The two executives are expected to appear in a Houston court on Monday.

The plant became waterlogged and lost power needed to keep volatile chemicals cooled after Hurricane Harvey dumped more than 50 inches of rain on the area. Company workers left the plant and officials evacuated residents within a 1½-mile radius of the facility after some containers heated and caught fire.

The containers, which each held about 500,000 pounds of organic peroxides, burned for days, leading to a controlled burn of the remaining chemical containers that had not then ignited on their own.

Twenty-one people sought treatment for exposure to fumes from the blaze, and the company was sued by first responders assigned to keep local residents from entering the area. The lawsuits alleged "serious bodily injuries" from inhaled smoke.

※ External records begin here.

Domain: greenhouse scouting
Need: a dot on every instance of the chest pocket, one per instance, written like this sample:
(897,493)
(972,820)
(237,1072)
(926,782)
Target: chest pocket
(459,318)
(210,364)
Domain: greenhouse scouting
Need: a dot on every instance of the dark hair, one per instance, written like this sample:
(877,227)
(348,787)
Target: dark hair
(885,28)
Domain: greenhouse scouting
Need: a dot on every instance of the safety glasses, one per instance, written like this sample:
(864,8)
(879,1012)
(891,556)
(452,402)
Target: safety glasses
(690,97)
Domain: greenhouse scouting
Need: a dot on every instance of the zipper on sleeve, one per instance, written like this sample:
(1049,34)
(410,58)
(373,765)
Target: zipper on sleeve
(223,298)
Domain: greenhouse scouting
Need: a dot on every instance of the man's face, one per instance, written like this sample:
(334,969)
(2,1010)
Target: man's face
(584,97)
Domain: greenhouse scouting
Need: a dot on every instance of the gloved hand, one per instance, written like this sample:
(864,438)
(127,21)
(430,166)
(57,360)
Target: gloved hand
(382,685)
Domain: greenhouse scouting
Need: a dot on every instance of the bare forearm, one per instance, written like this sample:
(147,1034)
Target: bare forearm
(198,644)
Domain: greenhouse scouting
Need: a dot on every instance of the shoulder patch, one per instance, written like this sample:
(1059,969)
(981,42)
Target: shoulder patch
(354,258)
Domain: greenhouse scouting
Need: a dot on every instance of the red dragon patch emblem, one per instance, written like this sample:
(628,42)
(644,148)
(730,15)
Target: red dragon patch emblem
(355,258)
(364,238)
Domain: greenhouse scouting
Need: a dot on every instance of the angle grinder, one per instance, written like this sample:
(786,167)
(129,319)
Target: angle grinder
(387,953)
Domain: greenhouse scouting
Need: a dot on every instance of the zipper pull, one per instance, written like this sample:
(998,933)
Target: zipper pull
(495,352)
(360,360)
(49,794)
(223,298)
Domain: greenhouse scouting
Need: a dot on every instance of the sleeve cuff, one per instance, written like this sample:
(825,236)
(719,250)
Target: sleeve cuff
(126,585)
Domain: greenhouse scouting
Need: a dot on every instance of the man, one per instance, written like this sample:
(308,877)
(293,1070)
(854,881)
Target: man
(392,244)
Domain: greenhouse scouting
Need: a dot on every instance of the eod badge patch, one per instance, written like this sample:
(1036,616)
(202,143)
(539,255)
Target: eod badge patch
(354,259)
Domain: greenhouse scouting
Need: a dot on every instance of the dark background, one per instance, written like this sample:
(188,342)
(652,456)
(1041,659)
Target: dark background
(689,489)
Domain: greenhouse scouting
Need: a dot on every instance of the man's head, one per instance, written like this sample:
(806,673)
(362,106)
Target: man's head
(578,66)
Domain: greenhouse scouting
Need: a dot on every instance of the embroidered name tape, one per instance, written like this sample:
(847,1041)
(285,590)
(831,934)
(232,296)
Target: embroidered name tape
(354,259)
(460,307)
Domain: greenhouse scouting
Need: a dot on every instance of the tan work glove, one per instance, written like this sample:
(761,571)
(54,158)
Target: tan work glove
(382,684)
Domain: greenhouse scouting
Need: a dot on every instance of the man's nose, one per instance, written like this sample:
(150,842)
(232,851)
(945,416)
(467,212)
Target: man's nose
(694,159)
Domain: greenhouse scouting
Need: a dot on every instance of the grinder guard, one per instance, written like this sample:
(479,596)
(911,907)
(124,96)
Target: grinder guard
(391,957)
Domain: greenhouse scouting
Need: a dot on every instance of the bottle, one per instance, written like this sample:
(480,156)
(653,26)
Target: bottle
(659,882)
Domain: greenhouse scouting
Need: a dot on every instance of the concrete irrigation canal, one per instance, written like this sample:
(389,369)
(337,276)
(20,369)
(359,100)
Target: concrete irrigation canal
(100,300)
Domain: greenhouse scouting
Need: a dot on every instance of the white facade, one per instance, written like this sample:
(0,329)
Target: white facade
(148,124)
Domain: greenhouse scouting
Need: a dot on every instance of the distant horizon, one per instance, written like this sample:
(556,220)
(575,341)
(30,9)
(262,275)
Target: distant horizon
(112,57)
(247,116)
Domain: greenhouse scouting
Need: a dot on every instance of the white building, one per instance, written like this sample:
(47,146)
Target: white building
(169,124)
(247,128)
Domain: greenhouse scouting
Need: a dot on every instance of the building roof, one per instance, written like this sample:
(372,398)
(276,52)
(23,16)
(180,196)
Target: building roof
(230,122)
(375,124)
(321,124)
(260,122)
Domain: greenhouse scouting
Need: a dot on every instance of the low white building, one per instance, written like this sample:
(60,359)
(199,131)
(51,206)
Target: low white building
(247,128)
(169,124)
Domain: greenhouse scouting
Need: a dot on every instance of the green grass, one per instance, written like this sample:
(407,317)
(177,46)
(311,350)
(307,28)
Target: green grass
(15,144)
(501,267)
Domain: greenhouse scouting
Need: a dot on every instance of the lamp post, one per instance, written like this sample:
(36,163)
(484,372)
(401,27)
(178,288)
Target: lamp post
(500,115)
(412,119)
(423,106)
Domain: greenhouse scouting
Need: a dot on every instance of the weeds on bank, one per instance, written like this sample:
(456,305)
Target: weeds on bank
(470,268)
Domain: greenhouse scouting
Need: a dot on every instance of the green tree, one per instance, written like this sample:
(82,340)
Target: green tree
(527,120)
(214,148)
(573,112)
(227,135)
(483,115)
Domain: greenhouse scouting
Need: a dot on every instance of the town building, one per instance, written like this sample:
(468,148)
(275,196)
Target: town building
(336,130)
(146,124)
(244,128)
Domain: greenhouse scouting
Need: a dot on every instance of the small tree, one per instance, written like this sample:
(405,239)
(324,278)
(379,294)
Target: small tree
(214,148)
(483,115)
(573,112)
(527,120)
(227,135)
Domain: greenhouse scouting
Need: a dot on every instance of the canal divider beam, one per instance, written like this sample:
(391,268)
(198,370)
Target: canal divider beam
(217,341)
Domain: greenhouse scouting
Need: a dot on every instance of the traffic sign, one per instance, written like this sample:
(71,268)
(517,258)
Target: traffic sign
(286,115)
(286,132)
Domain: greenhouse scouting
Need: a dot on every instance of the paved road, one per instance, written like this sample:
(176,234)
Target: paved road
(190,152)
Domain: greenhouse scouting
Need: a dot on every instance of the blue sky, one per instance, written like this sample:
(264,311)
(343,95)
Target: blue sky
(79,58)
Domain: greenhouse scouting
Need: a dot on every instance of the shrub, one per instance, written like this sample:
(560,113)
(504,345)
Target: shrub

The disaster could and should have been prevented, prosecutors said, alleging the company was more concerned about profit than protecting local residents.

The criminal charges are “astonishing,” in light of an eight-month review of the incident by the U.S. Chemical Safety and Hazard Investigation Board that found the company had “behaved responsibly,” Arkema said in a statement on its website.

"It is outrageous to assert that Arkema or any of its employees behaved criminally. No one needs a reminder that Hurricane Harvey devastated a wide region," the company added. "Arkema employees in Crosby performed heroically before and during Hurricane Harvey."

The CSB, which has no enforcement or regulatory powers but makes safety recommendations after studying disasters, found a lack of planning for severe weather and called for plans to avoid future flood risks and for the use of multiple, redundant systems for storing chemicals.

If convicted on the endangerment charge, the executives could face up to five years in jail and the company could be hit with a fine of up to $1 million.

"Companies don't make decisions, people do," Harris County District Attorney Kim Ogg said in a statement. "Those who poison our environment will be prosecuted when the evidence justifies it."

Rusty Hardin, a Houston attorney who represents Arkema, called the criminal charge "unprecedented" and said the company and its executives were victims of unforeseeable weather.

"It would set an ominous precedent if a company could be held criminally liable for impact suffered as a result of the historic flooding," Mr. Hardin said. "There's no foundation for a criminal case against Arkema."